Part of the American History & Genealogy Project

Mary E. Miller 1864 ~

 

Miss Miller, a distinguished woman lawyer of Chicago, is a farmer's daughter, and was born on a Michigan farm, in Calhoun County, December 28, 1864. Her early education was obtained in a country district school. She afterwards attended the Marshall High School, and graduated in the Latin course. She then attended the Michigan State Normal School located at Ypsilanti, from which she graduated in 1886. The following year she taught school at Portland, Michigan. The next summer she entered the office of the county clerk, of Calhoun County, and there learned to use the typewriter. In the winter of 1888, Miss Miller went to Chicago, and entered a shorthand school, and in the following autumn took a position as stenographer and typewriter with A. C. McGurg & Co., publishers, remaining with them until the following spring. She followed the occupation of a stenographer until 1894, occupying places during that period in the offices of some of the most prominent lawyers in the city of Chicago.
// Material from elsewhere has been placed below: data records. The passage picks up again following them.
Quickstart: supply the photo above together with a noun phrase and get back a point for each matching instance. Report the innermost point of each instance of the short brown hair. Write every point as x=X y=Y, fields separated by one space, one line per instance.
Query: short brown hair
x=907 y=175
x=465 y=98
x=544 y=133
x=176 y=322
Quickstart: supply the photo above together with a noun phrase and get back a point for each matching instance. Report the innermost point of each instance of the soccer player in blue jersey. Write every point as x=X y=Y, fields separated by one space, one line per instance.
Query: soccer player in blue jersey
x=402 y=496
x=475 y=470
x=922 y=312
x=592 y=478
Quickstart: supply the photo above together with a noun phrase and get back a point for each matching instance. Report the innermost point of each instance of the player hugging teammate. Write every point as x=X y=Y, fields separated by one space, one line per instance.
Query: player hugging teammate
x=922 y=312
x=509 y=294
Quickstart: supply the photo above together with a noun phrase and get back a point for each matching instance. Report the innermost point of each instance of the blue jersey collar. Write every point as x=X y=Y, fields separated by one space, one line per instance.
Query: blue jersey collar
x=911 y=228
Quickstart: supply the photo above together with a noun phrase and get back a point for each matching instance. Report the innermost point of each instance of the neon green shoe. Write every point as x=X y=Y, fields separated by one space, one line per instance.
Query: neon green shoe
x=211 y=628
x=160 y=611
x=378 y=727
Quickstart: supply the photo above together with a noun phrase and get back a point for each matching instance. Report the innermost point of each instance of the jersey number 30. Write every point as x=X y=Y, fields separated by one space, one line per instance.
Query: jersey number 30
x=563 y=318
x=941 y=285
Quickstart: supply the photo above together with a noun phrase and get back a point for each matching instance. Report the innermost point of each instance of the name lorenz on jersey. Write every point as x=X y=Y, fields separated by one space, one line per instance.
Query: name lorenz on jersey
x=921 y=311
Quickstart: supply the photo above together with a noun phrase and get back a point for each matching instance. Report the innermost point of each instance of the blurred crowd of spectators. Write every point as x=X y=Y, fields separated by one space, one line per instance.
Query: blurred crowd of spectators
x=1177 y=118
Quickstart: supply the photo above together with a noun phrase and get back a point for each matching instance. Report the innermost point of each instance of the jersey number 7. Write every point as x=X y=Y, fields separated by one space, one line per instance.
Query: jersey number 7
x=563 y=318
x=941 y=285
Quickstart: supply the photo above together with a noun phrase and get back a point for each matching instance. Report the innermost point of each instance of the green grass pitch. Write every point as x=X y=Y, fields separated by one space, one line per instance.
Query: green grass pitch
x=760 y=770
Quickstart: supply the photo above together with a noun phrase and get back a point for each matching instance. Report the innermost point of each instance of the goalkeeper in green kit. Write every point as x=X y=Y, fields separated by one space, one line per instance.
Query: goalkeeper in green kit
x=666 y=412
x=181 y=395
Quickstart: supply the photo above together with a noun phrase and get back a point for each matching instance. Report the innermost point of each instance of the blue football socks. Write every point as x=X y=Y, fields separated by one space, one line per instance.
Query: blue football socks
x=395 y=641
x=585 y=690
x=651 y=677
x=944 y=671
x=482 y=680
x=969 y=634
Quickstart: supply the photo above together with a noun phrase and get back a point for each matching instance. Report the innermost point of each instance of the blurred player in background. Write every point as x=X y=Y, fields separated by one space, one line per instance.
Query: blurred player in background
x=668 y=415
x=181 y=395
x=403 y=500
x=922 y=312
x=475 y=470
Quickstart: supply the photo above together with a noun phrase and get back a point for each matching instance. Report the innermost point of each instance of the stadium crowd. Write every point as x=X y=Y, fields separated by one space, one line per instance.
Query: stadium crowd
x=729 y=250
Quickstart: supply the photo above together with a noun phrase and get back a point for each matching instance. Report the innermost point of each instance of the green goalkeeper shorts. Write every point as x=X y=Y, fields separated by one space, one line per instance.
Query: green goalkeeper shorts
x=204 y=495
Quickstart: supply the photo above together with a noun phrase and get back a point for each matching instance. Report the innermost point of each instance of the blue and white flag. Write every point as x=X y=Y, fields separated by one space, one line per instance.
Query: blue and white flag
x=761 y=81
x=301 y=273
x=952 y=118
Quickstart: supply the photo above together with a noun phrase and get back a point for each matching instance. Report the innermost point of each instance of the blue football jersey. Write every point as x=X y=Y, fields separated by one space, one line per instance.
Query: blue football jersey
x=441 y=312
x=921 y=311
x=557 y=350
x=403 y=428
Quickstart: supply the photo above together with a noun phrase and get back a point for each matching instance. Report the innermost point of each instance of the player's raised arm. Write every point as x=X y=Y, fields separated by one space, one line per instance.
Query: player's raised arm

Miss Miller began the study of law about the 1st of October, 1893, attending the Chicago College of Law, from which college she received her diploma in June, 1896, being admitted to the bar at that date. She afterwards took a post graduate course in law, and received the degree of B.L, from the Lake Forest University. She commenced the practice of law about the 1st of July, 1895, and opened her office in Chicago.

It is something to have earned a $30,000 fee, but what Miss Mary E. Miller has done for the poor is of far more importance to the public Miss Miller, who has been practicing law in the Chicago courts for thirteen years, received her largest fee for winning a suit in behalf of the heirs of a millionaire and secured a court order for the immediate distribution of $3,000,000. It was a triumph that attracted attention to her, but what she considers her real success at the bar was in a suit in which she received no fee whatever. Miss Miller possesses a high sense of eternal justice of right, and when she discovered that the Illinois courts had deprived the poor of their rights of "a day in court," she forthwith took up the cause of the pauper and fought to restore to him equal rights before the law with the rich. The case which brought her into the white light was a petition for mandamus, compelling the judge to examine the relator, and certain documents presented by her, and to determine whether she could sue as a "poor person" under the Illinois statutes. The judges of the Superior Court had enacted a rule regulating suits brought under the statute as poor persons, whom the rule styled "paupers," which was so burdensome and oppressive both to the lawyer and the client that it was naturally impossible to comply with it conscientiously. The rule worked to the benefit of the corporations, traction companies, and others against whom personal injury suits were brought, as it deprived many of the opportunity of going into court Miss Miller won her case for the "poor person," and the Supreme Court held the unjust rule null and void, overruling the law enacted by the eleven judges of the Superior Court. Miss Miller thereupon brought suit for her client, a "poor person," and won damages of $1,000, the verdict, however, was set aside and a second trial called.

Miss Miller's fee in this case was less than nothing, her client being a poor Negress born a slave, but the suit established the right of so-styled "poor persons" to fight in court for their right against the rich. "It restored," says Miss Miller, "the rights of the poor to sue, a right of which the court had shamelessly deprived them."

She has always been very much interested in procuring suffrage for women, and has devoted more or less time to that purpose. For a short time in 1806 she published a little suffrage paper in Chicago. For a number of years she was also connected with various women's clubs, but has dropped her membership in all save the Chicago Political Equality League. She is the organizer of Cook County for the Illinois Equal Suffrage Association, and has devoted considerable time to that work.

Through her acquaintance obtained in the suffrage work, she became interested in the Norwegian Danish Young Women's Christian Home, and is now vice-president of the executive committee which has this home in charge. The home was instituted for the purpose of furnishing Norwegian and Danish servant girls in Chicago a safe, clean, and attractive residence. There is also connected with it a free employment bureau, which investigates the applications for servant girls by employers and ascertains whether they are desirable and safe positions. By this means it is hoped to save numerous girls from white slavery, as they are frequently lured into dens through the employment agencies.

Miss Miller has spoken for suffrage in the automobile tours through Illinois, and at the parlor and hall meetings in the city of Chicago.